Both platforms offer robust customization capabilities, via an advanced interface that allows you to edit the raw HTML/CSS code directly to give you total control over the design and the look and feel of your store.

  • However, Shopify scores better here by providing a simple, menu-driven method to change the basic attributes of your store such as fonts, colors, etc. very easily while with the customization capabilities with Magento are as high as they can get because all its code is open source, any of which you can modify in any way you wish to.

This unrestricted freedom to customize can be used only by those who have deeply entrenched web programming and HTML/CSS coding know-how.

  • Also, Shopify offers a theme editor that allows you to play around with the look and feel of your theme, and it can hide sections so that you can work on future updates beforehand without having a duplicate theme or working on a staging server.
  • Finally, Shopify provides drag and drop sections, which are nice for organizing the content on your website.

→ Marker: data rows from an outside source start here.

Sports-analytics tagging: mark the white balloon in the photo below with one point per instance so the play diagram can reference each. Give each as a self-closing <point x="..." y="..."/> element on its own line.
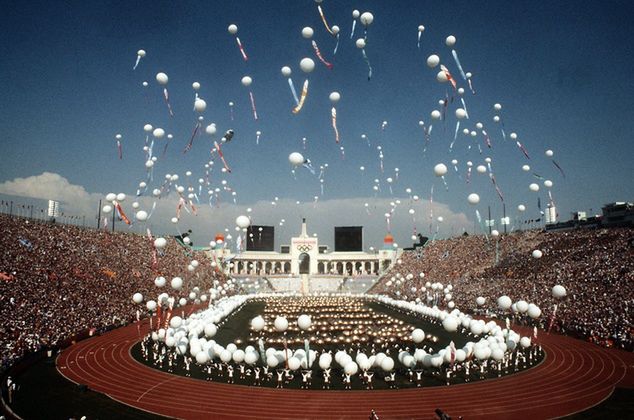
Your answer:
<point x="366" y="18"/>
<point x="308" y="32"/>
<point x="296" y="159"/>
<point x="504" y="302"/>
<point x="246" y="81"/>
<point x="304" y="322"/>
<point x="418" y="335"/>
<point x="177" y="283"/>
<point x="150" y="305"/>
<point x="559" y="291"/>
<point x="450" y="324"/>
<point x="440" y="169"/>
<point x="243" y="221"/>
<point x="162" y="78"/>
<point x="307" y="65"/>
<point x="473" y="199"/>
<point x="158" y="133"/>
<point x="200" y="105"/>
<point x="281" y="324"/>
<point x="258" y="323"/>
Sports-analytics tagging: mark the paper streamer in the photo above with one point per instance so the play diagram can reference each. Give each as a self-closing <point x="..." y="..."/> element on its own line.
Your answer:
<point x="323" y="19"/>
<point x="302" y="98"/>
<point x="319" y="56"/>
<point x="455" y="57"/>
<point x="255" y="112"/>
<point x="191" y="140"/>
<point x="293" y="91"/>
<point x="367" y="61"/>
<point x="244" y="54"/>
<point x="167" y="101"/>
<point x="334" y="123"/>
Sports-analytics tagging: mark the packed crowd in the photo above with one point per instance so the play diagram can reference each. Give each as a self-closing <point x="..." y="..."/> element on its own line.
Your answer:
<point x="595" y="266"/>
<point x="57" y="280"/>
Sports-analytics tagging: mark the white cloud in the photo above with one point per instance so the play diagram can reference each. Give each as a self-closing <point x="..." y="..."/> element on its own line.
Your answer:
<point x="322" y="216"/>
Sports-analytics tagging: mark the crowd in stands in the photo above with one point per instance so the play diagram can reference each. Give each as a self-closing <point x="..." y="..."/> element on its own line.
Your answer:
<point x="595" y="266"/>
<point x="57" y="280"/>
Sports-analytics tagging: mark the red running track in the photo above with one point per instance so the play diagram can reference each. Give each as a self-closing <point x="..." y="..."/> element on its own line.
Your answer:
<point x="574" y="376"/>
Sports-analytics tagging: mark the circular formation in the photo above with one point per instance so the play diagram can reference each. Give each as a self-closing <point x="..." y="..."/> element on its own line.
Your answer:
<point x="573" y="377"/>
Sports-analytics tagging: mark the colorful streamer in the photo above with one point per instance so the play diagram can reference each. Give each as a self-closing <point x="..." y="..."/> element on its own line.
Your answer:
<point x="455" y="57"/>
<point x="522" y="149"/>
<point x="320" y="57"/>
<point x="191" y="140"/>
<point x="323" y="19"/>
<point x="255" y="112"/>
<point x="334" y="124"/>
<point x="559" y="167"/>
<point x="367" y="61"/>
<point x="166" y="96"/>
<point x="449" y="76"/>
<point x="293" y="91"/>
<point x="244" y="54"/>
<point x="302" y="98"/>
<point x="222" y="158"/>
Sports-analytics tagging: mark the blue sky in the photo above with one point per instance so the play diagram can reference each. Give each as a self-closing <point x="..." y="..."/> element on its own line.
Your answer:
<point x="560" y="70"/>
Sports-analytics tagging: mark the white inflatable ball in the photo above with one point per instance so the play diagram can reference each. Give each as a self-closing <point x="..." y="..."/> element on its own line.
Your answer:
<point x="418" y="335"/>
<point x="533" y="311"/>
<point x="504" y="302"/>
<point x="258" y="323"/>
<point x="559" y="291"/>
<point x="210" y="330"/>
<point x="387" y="364"/>
<point x="450" y="324"/>
<point x="304" y="322"/>
<point x="521" y="306"/>
<point x="177" y="283"/>
<point x="433" y="61"/>
<point x="281" y="324"/>
<point x="238" y="356"/>
<point x="176" y="322"/>
<point x="150" y="305"/>
<point x="294" y="363"/>
<point x="251" y="357"/>
<point x="351" y="368"/>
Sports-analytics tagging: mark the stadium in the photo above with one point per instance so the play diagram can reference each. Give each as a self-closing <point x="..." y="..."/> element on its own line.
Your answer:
<point x="315" y="209"/>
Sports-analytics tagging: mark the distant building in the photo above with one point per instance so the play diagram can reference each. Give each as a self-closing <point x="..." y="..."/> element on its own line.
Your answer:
<point x="620" y="213"/>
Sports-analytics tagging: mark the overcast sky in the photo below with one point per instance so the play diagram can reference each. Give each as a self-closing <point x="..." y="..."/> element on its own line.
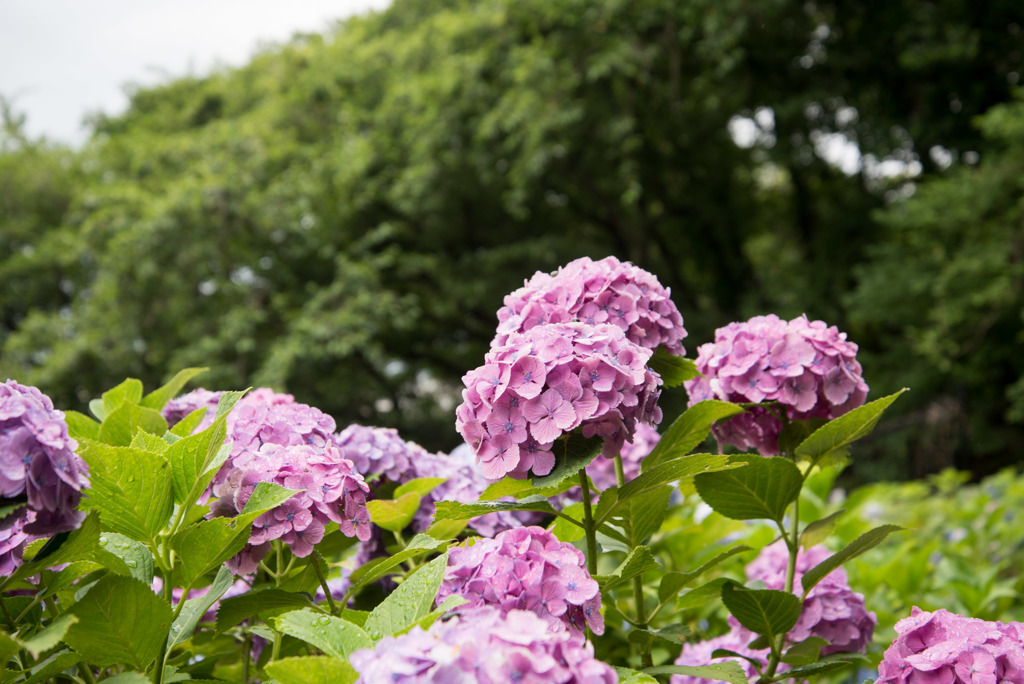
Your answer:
<point x="60" y="59"/>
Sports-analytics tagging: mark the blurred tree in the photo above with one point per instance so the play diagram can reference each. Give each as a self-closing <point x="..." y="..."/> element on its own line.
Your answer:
<point x="341" y="217"/>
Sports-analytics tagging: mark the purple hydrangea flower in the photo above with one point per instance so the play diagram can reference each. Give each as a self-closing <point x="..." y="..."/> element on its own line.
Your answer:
<point x="942" y="647"/>
<point x="526" y="568"/>
<point x="483" y="645"/>
<point x="276" y="439"/>
<point x="547" y="382"/>
<point x="596" y="292"/>
<point x="38" y="463"/>
<point x="807" y="367"/>
<point x="832" y="610"/>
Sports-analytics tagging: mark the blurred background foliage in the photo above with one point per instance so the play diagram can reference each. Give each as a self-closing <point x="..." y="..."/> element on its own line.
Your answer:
<point x="341" y="218"/>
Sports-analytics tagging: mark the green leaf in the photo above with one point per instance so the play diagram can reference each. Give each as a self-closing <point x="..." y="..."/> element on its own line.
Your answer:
<point x="806" y="652"/>
<point x="410" y="602"/>
<point x="867" y="541"/>
<point x="238" y="608"/>
<point x="674" y="470"/>
<point x="311" y="670"/>
<point x="846" y="429"/>
<point x="129" y="391"/>
<point x="571" y="454"/>
<point x="121" y="424"/>
<point x="672" y="583"/>
<point x="420" y="485"/>
<point x="48" y="638"/>
<point x="761" y="488"/>
<point x="159" y="397"/>
<point x="130" y="487"/>
<point x="764" y="611"/>
<point x="196" y="459"/>
<point x="134" y="555"/>
<point x="120" y="621"/>
<point x="81" y="426"/>
<point x="452" y="510"/>
<point x="393" y="515"/>
<point x="725" y="672"/>
<point x="674" y="370"/>
<point x="194" y="609"/>
<point x="691" y="428"/>
<point x="818" y="531"/>
<point x="334" y="636"/>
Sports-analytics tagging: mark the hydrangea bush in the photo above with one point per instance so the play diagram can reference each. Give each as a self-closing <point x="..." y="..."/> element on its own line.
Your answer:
<point x="242" y="536"/>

It’s nothing like an actual drag and drop builder, but it makes for a much easier design interface when compared to Magento.

10. Magento vs Shopify: Reliability and Security

Security is a big deal when it comes to eCommerce. Lack of it is one of the reasons many people are still afraid to shop online. You need to make customers feel safe and secure when buying from your store, and one of the best ways to do that is with something called PCI Compliance.

  • While Magento does provide the ability to create PCI Compliant storefronts, you as the merchant are on the hook for ensuring your site is safe and secure. This can be a costly and time-consuming endeavor, and it can leave many merchants feeling stressed and distracted from the more important aspects of running their business.
  • With Shopify, you don’t have to worry about your customers’ information getting hacked or stolen—that’s the platform’s responsibility. Shopify will ensure your site is PCI-compliant, as well as take care of various compliance assessments and risk management, making sure your site is secure without the need for you to schedule a regular evaluation of your site.

In conclusion, Shopify is a more user-friendly eCommerce platform than Magento. With easy access to support, eCommerce experts, and app partners, you’ll be able to take your business online much faster. As compared to Shopify, Magento might result in becoming more of a project that takes you weeks or maybe months to complete. It entirely depends on the availability of resources and the partners you choose in addition to the platform to help you set up your store.

You should use Shopify if:

  • You want to get your store up and running as quickly as possible,
  • You’ve been using an eCommerce website builder (like Wix, Squarespace or
  • Weebly) and want to switch to something more powerful,
  • You’re just starting in eCommerce, but are hoping to develop a fully-fledged eCommerce business,
  • You’d like the convenience of an all-in-one payment, and having a support team on hand.